Governabilidade ou governança tornaram-se expressões cada vez mais frequentes nos últimos anos. Não deixa de ser um paradoxo. Afinal, elas denotam problemas políticos e institucionais que, em tese, seriam ou secundários ou superáveis de modo natural pela globalização, pela abertura dos mercados e pela desestatização.
No entanto, o consenso em favor da globalização perdeu vigor e consistência também porque ganhou força a percepção de graves distorções políticas e institucionais criadas ou acentuadas pela agenda liberal.
Talvez nunca se alcance um novo consenso, ao menos nada comparável ao chamado "consenso de Washington" dos anos 80.
Ainda assim, é positivo que estejam voltando a merecer atenção temas como a reforma do Estado, a qualidade do gasto público, o viés concentrador de renda do sistema tributário, a emergência de novas organizações sociais e o desenho de políticas públicas que criem direitos e ampliem a noção de cidadania.
Em vez de limitar-se, como ocorria até pouco tempo, a apenas criticar e desmontar modelos ultrapassados, lideranças da sociedade civil, empresários, políticos e burocratas começam a dar mais atenção aos desafios de recriar espaços públicos.
Essa é outra reforma do Estado, cujas tarefas são menos óbvias e menos consensuais que as inauguradas pelas políticas de Reagan ou Thatcher. Nem por isso são menos urgentes.

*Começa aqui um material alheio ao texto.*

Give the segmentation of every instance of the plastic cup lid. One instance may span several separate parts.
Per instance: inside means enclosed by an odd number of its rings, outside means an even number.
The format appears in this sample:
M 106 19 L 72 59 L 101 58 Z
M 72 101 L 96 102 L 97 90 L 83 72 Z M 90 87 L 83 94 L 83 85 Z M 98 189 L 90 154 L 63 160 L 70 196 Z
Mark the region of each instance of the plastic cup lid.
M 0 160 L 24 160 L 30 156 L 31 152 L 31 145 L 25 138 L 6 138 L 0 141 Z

Da produção acadêmica dos novos Prêmios Nobel em economia às novas preocupações que ganham espaço em organismos multilaterais, o que se percebe é a urgência de medidas em favor da distribuição de renda, de modalidades de regulação da atividade econômica e de estímulos à democratização do conhecimento.
O desenvolvimento sem políticas públicas é hoje impensável. A economia e as empresas ficam ingovernáveis, tragadas de modo brutal pela instabilidade dos mercados financeiros que têm o foco restrito ao curtíssimo prazo. O Estado, sem uma evolução em seus modelos de gestão, fica cego, surdo e perde o sentido.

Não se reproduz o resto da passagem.